Use this when one hotspot has its own dedicated tunnel. Choose Connection type: IPSec VPN, pick the authentication method, click Generate IPSec client, then download its configuration from the IPSec VPN tab on the hotspot.

Hotspot with its own IPSec VPN connection

Option B — Hotspot sharing a connection (Existing VPN)

Use this when several NAS devices live behind the same tunnel (e.g. a gateway fronting several access points). Choose Connection type: Existing VPN:

Hotspot sharing an existing VPN connection

  1. Pick a VPN Connection from the dropdown.
  2. In the IP address field, enter the private IP of this specific NAS device behind the tunnel (e.g. 192.168.88.5). The form shows the connection's allowed subnets underneath as a hint. This lets Powerlynx tell apart several hotspots that share the same tunnel.
  3. (Optional) PoD IP — only set this if your NAS handles disconnects on a different control IP than authorization. Leave empty otherwise.
  4. Finish the rest of the hotspot form (RADIUS secret, splash page, etc.) and save.

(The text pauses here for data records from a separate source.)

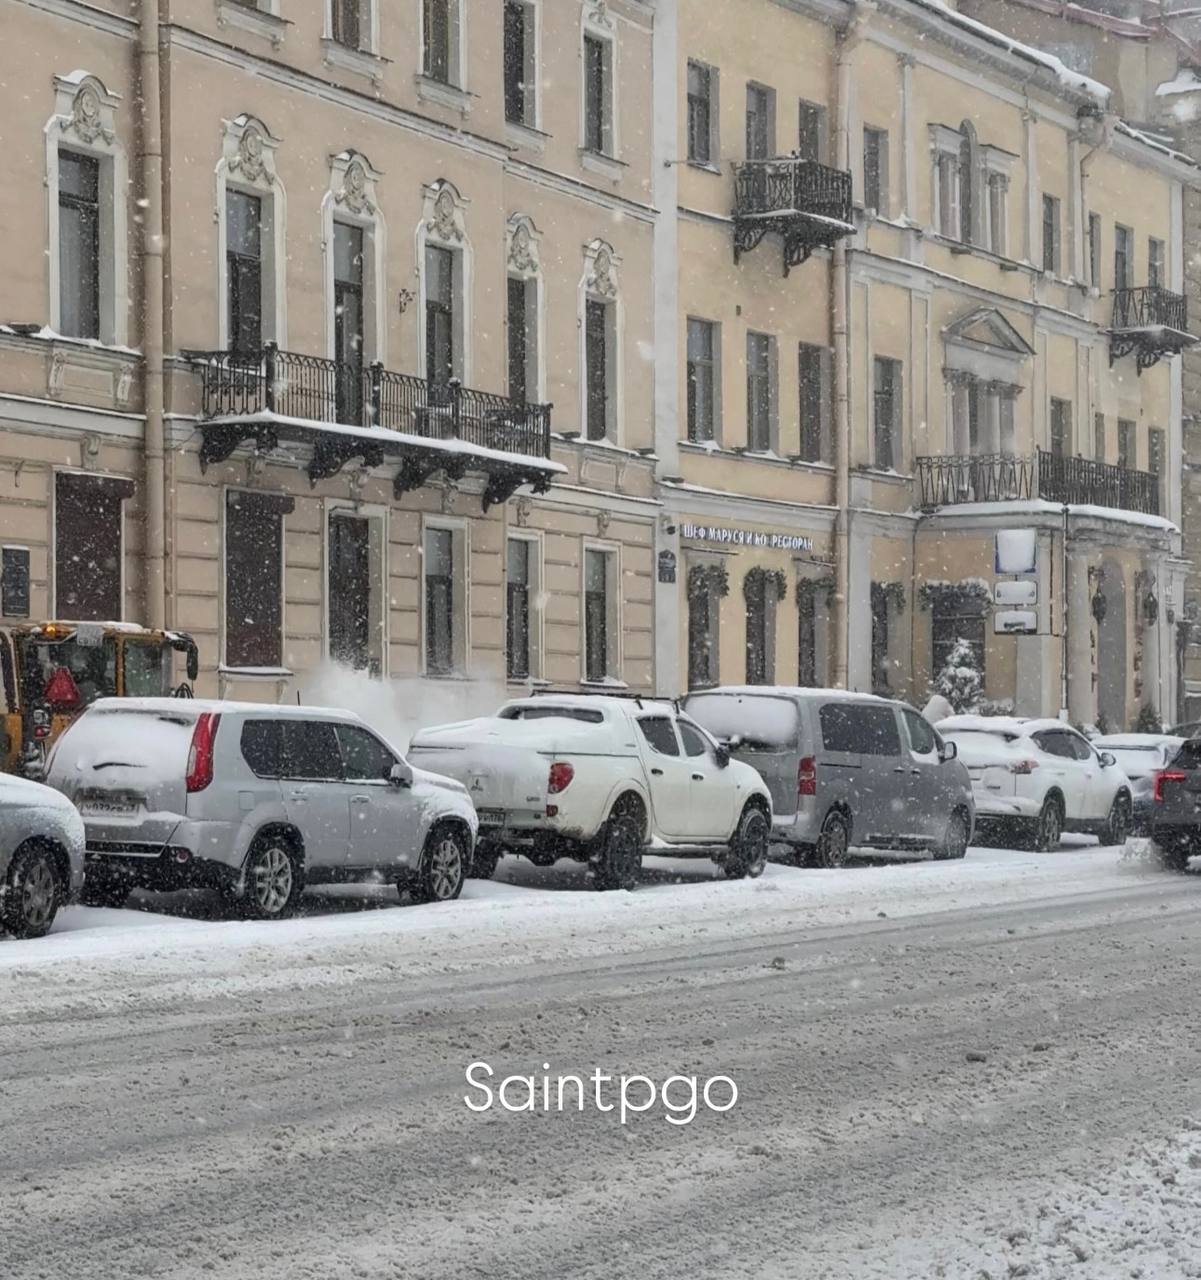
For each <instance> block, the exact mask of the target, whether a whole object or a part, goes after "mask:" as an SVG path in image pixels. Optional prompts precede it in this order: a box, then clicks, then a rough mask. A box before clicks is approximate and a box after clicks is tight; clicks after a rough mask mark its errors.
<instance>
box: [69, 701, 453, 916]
mask: <svg viewBox="0 0 1201 1280" xmlns="http://www.w3.org/2000/svg"><path fill="white" fill-rule="evenodd" d="M47 781H49V782H50V783H51V785H52V786H55V787H58V790H59V791H61V792H63V794H64V795H67V796H68V797H69V799H70V800H73V801H74V804H76V805H77V806H78V809H79V813H81V814H82V815H83V823H85V827H86V831H87V850H86V856H87V877H86V881H85V890H83V893H85V900H86V901H90V902H93V904H105V905H120V904H123V902H124V900H125V897H127V896H128V893H129V890H131V888H133V887H136V886H142V887H145V888H152V890H177V888H192V887H211V888H216V890H219V891H220V892H223V893H224V895H225V896H227V897H228V899H229V900H230V902H232V904H237V905H238V906H239V908H241V910H243V911H245V913H246V914H248V915H252V916H256V918H260V919H271V918H279V916H283V915H287V914H288V913H289V911H292V909H293V908H294V906H296V902H297V900H298V897H300V895H301V891H302V888H303V887H305V884H324V883H332V882H335V881H356V879H366V878H376V877H384V878H385V879H391V881H394V882H396V883H397V886H398V887H399V888H401V890H402V891H411V892H412V893H414V896H415V897H417V899H420V900H423V901H444V900H447V899H453V897H457V896H458V892H460V890H461V887H462V881H463V876H465V874H466V870H467V868H469V865H470V861H471V854H472V846H474V841H475V832H476V820H475V812H474V810H472V808H471V801H470V800H469V797H467V794H466V791H465V790H463V788H462V787H461V786H460V785H458V783H457V782H453V781H451V780H449V778H439V777H435V776H433V774H429V773H424V772H421V771H419V769H414V768H412V767H411V765H410V764H408V763H407V762H406V760H405V759H403V756H402V755H401V754H399V753H398V751H397V750H396V749H394V748H392V746H391V745H389V744H388V742H385V741H384V740H383V739H382V737H379V736H378V735H376V733H375V732H374V731H373V730H371V728H369V727H367V726H366V724H365V723H364V722H362V721H360V719H359V718H357V717H356V716H352V714H350V713H348V712H338V710H328V709H325V708H319V707H271V705H259V704H243V703H225V701H200V700H195V701H193V700H181V699H172V698H146V699H110V698H106V699H102V700H101V701H97V703H95V704H93V705H92V707H90V708H88V710H86V712H85V713H83V716H82V717H79V719H78V721H76V723H74V724H72V726H70V727H69V728H68V730H67V732H65V733H64V735H63V737H61V739H60V740H59V742H58V744H56V745H55V748H54V751H52V753H51V756H50V760H49V763H47Z"/></svg>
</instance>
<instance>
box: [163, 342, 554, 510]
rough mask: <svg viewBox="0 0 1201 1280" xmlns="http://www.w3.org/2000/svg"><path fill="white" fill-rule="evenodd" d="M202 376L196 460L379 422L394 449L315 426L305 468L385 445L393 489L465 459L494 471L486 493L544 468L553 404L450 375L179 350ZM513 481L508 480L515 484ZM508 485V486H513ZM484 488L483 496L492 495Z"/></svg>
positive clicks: (482, 469) (231, 352) (262, 349)
mask: <svg viewBox="0 0 1201 1280" xmlns="http://www.w3.org/2000/svg"><path fill="white" fill-rule="evenodd" d="M186 355H187V357H188V358H189V360H191V361H192V362H193V365H196V367H197V369H198V371H200V378H201V420H202V421H201V426H202V429H205V422H209V424H211V425H210V426H209V428H207V429H206V430H205V442H204V445H202V448H201V462H202V463H204V465H209V463H210V462H216V461H224V458H227V457H229V454H230V453H232V452H233V449H234V448H237V447H238V444H241V443H242V442H243V440H246V439H255V440H256V442H257V443H259V444H260V447H265V445H271V444H274V443H275V442H278V438H279V433H280V430H282V429H286V428H300V429H306V430H309V431H311V430H312V429H314V428H316V429H320V428H321V426H323V425H325V426H332V428H346V426H350V428H383V429H384V430H385V431H391V433H396V436H397V439H396V445H397V447H396V449H392V448H391V442H388V439H387V438H385V436H383V438H382V436H380V435H379V434H378V433H371V434H369V433H366V431H364V433H359V434H356V433H338V431H337V430H334V431H330V433H328V434H326V435H321V434H320V431H318V434H316V436H315V444H314V456H312V461H311V462H310V466H309V474H310V476H311V477H312V479H314V480H318V479H323V477H325V476H330V475H335V474H337V472H338V471H339V470H341V468H342V466H344V465H346V462H348V461H350V460H351V458H356V457H359V458H364V460H365V461H367V462H370V463H371V465H379V462H380V461H382V460H383V456H384V452H385V445H388V449H387V452H401V453H405V451H406V448H407V456H405V457H402V460H401V462H402V466H401V474H399V475H398V476H397V481H396V486H397V492H398V493H399V492H403V490H405V489H411V488H415V486H416V485H419V484H423V483H424V481H425V480H426V479H428V477H429V475H431V474H433V472H434V471H435V470H440V471H446V472H448V474H452V475H461V474H462V471H463V470H465V468H466V467H467V465H470V466H471V467H472V468H476V470H484V471H488V472H489V474H492V475H493V477H494V479H496V477H498V476H499V477H502V479H497V480H496V483H494V484H493V483H492V481H490V483H489V489H488V490H487V493H485V506H487V504H488V502H496V500H502V499H501V497H498V495H499V494H501V493H502V490H503V489H504V488H506V485H507V483H508V480H510V479H511V477H512V476H516V475H520V474H524V472H529V475H528V476H526V479H525V480H524V481H522V480H519V481H517V483H540V479H542V477H543V476H544V475H545V476H548V475H549V468H547V466H545V461H544V460H549V457H551V406H549V404H531V403H528V402H525V401H516V399H510V398H507V397H504V396H496V394H492V393H489V392H479V390H472V389H471V388H467V387H462V385H461V384H460V383H458V381H457V380H455V379H452V380H451V381H448V383H431V381H428V380H426V379H424V378H414V376H411V375H408V374H396V372H392V371H391V370H387V369H384V367H383V365H380V364H373V365H367V366H366V367H360V366H357V365H353V364H348V362H344V361H337V360H326V358H324V357H320V356H306V355H302V353H298V352H293V351H280V349H279V348H278V347H275V346H274V344H273V343H268V344H266V346H265V347H262V349H261V351H259V349H256V351H248V352H241V351H205V352H196V351H193V352H186ZM513 488H515V486H513ZM510 492H512V490H511V489H510ZM489 494H490V497H489Z"/></svg>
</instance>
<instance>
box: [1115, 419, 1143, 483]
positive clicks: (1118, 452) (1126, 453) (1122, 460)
mask: <svg viewBox="0 0 1201 1280" xmlns="http://www.w3.org/2000/svg"><path fill="white" fill-rule="evenodd" d="M1118 466H1119V467H1125V470H1127V471H1133V470H1134V468H1136V467H1137V466H1138V458H1137V451H1136V447H1134V424H1133V422H1132V421H1131V420H1129V419H1125V417H1119V419H1118Z"/></svg>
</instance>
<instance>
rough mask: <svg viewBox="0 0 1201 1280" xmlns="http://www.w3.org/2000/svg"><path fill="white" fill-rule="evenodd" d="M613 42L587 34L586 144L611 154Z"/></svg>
mask: <svg viewBox="0 0 1201 1280" xmlns="http://www.w3.org/2000/svg"><path fill="white" fill-rule="evenodd" d="M611 82H612V44H611V41H608V40H602V38H600V37H599V36H589V35H585V36H584V146H585V148H586V150H589V151H597V152H599V154H602V155H608V154H609V152H611V151H612V146H613V138H612V133H613V122H612V113H613V104H612V83H611Z"/></svg>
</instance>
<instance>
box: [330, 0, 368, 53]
mask: <svg viewBox="0 0 1201 1280" xmlns="http://www.w3.org/2000/svg"><path fill="white" fill-rule="evenodd" d="M332 18H333V22H332V31H333V37H334V40H335V41H337V42H338V44H339V45H344V46H346V47H347V49H359V47H360V45H361V42H362V0H333V14H332Z"/></svg>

After saving you can ping the NAS IP (and PoD IP) from the hotspot view to confirm they're reachable through the tunnel.

Removing a connection

Click Delete on the VPN Connections list. Powerlynx won't delete a connection while hotspots still use it — remove or repoint those hotspots first. For certificate connections, deleting revokes the certificate automatically, so the credentials can't be reused.

Troubleshooting

SymptomWhat to check
Tunnel never establishesYour device can reach the server's public IP on UDP 500/4500. The peer identity matches the configuration file. For PSK, no extra spaces were added when copying.
Tunnel is up but RADIUS doesn't authenticateThe hotspot Connection type matches what you set up (IPSec VPN vs Existing VPN). For Existing VPN, the NAS IP matches the address the device actually sends in its RADIUS requests.
Authorize/disconnect (CoA / PoD) doesn't reach the NASThe NAS's subnet is listed on the VPN connection, the NAS IP belongs to that subnet, and the tunnel ping is green.
Form rejects a Site-to-site connection with no subnetsSite-to-site needs at least one private subnet — add a network range.
Certificate device can't fetch the revocation listThe certificate revocation list URL given to your device must be reachable from the public internet over plain HTTP (port 80). This is intentional — the list is digitally signed, and some gateways (e.g. Nokia) don't support HTTPS for it.

INFO

This page covers the Powerlynx side of the setup. The exact steps on your router or gateway depend on the vendor — use the values from the downloaded configuration file (server address, identity, certificate or key, network ranges) when configuring the device.